Some points of criticism even overshoot the mark. The castigation of the sacrilegious proposal to block the line of sight from Mies van der Rohe’s Neue Nationalgalerie to Scharoun’s Philharmonie (nicely illustrated by Stefan Braunfels in another polemic) is an all too superficial, silly stop-the-thief argument. Of course, a new building in this location would interrupt the view, but Scharoun had already planned it that way in terms of urban development, and Mies had to assume this in his planning.

Why would the view be so indispensable? If you want to see the Philharmonie, you can just step outside the door. In the beginning, when the Tiergarten was still free of trees due to the war, you could even see the Brandenburg Gate from the Neue Nationalgalerie, so what the heck.

The Tagesspiegel described the situation as “eyes closed and through”, and was right: the budget committee of the German Bundestag approved another hefty gulp from the taxpayers’ purse for the Museum der Moderne, thereby imposing a voluntary commitment for future increases in building costs from 364.2 million to a forecast 450 million euros.

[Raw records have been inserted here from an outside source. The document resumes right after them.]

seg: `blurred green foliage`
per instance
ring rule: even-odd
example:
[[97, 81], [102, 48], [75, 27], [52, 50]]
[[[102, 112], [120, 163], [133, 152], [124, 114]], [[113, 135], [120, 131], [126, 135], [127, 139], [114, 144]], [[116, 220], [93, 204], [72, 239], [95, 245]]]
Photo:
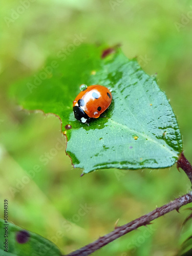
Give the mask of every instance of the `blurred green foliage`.
[[[29, 6], [22, 12], [24, 2], [9, 0], [0, 9], [0, 216], [7, 198], [10, 221], [50, 239], [68, 253], [111, 231], [118, 218], [119, 225], [124, 224], [187, 192], [189, 181], [176, 166], [97, 172], [80, 178], [81, 170], [72, 168], [64, 146], [44, 165], [39, 158], [61, 138], [60, 121], [40, 112], [18, 111], [9, 88], [42, 68], [50, 54], [65, 52], [76, 35], [88, 42], [120, 43], [129, 58], [138, 56], [147, 73], [157, 72], [191, 162], [192, 19], [187, 15], [191, 16], [192, 1], [26, 0]], [[6, 17], [13, 21], [9, 23]], [[182, 23], [179, 29], [177, 22]], [[24, 178], [28, 174], [29, 180]], [[188, 214], [183, 209], [95, 255], [174, 255], [192, 233], [189, 222], [181, 230]]]

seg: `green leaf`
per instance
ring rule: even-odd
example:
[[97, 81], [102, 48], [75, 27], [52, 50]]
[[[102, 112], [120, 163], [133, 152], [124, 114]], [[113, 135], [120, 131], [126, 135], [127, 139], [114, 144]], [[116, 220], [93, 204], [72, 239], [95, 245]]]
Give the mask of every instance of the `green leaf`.
[[[1, 256], [61, 255], [59, 249], [52, 242], [13, 223], [5, 223], [2, 219], [0, 219], [0, 245]], [[7, 249], [6, 246], [7, 251], [5, 250]]]
[[[182, 150], [181, 136], [156, 78], [146, 74], [136, 59], [127, 59], [120, 50], [102, 59], [102, 50], [81, 45], [64, 61], [61, 53], [57, 54], [60, 58], [50, 59], [44, 70], [14, 86], [17, 101], [28, 110], [41, 110], [60, 117], [68, 138], [67, 153], [74, 167], [84, 169], [84, 173], [173, 165]], [[56, 68], [51, 68], [53, 63]], [[51, 69], [46, 77], [45, 70]], [[93, 120], [89, 126], [76, 120], [72, 110], [82, 83], [110, 88], [113, 96], [104, 116]], [[68, 124], [72, 129], [65, 128]]]

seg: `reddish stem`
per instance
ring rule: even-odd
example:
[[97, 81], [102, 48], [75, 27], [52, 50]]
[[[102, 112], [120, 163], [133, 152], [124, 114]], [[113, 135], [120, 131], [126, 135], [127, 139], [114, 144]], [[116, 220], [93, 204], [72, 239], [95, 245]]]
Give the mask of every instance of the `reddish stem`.
[[180, 157], [177, 161], [177, 168], [181, 168], [185, 172], [192, 183], [192, 166], [189, 162], [185, 158], [183, 152], [181, 154]]
[[192, 202], [192, 193], [189, 193], [184, 196], [175, 199], [167, 204], [159, 208], [157, 208], [148, 214], [135, 219], [131, 222], [117, 227], [114, 230], [103, 237], [99, 238], [97, 240], [88, 244], [85, 246], [75, 251], [66, 256], [87, 256], [98, 250], [102, 247], [111, 243], [117, 238], [125, 234], [138, 228], [141, 226], [145, 226], [150, 222], [162, 216], [165, 214], [176, 209], [178, 210], [181, 206]]

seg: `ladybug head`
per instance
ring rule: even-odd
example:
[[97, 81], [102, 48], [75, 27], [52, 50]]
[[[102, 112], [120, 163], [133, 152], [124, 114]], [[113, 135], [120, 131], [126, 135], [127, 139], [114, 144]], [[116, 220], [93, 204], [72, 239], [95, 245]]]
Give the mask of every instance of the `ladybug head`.
[[90, 119], [86, 112], [80, 106], [74, 106], [73, 112], [75, 118], [81, 123], [87, 122]]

It certainly won’t stay at that, it’s more likely to be 600 million. But then the project will be under construction and there will be no turning back.

Dependence on private donors

The real scandal is how the Minister of State for Culture, Monika Grütters (CDU), has pushed through her personal “Grand Projet” against the most diverse reservations in the backrooms of politics. The political caste is making up its own mind about the project. Facts, pragmatic considerations and public opinion play no role. Perhaps the highly controversial architecture of the Museum der Moderne (“barn”, “ALDI discount store” etc.) would not have been a sufficient reason for a rejection, after all it was the result of a competition with a prominent jury. However, the urban planning problems, the reduction in the floor plan with the consequence of the expensive, difficult-to-calculate lowering into the extremely problematic Berlin building ground, should have given the housekeepers food for thought.

It is also annoying to see the submissive dependence on some private donors who had threatened to move their collections elsewhere. This is due to the fact that the foundation can hardly organize its own major projects, internationally attractive exhibitions, and is dependent on partners who are willing to pay.

Too many building sites

The Prussian Cultural Heritage Foundation is constantly being “gifted” new, magnificent museums by the federal government, which then have to be used and maintained. However, there are already decades of renovation backlogs at the existing houses. In addition, there is inadequate funding for qualified specialist staff and a pitiful acquisition budget of 1.6 million for all museums. None of this fits together.

The Foundation should finally be consolidating. Instead, the Humboldt Forum in the palace replica is to be brought back on track in 2020, the general renovations of the Pergamon Museum, the New National Gallery and Scharoun’s State Library are devouring huge sums of money and so on…

It’s no wonder that Berlin looks longingly at the popular major exhibition events in Paris, London, Amsterdam and New York. We want to play in that league too, we want to have something like that here again.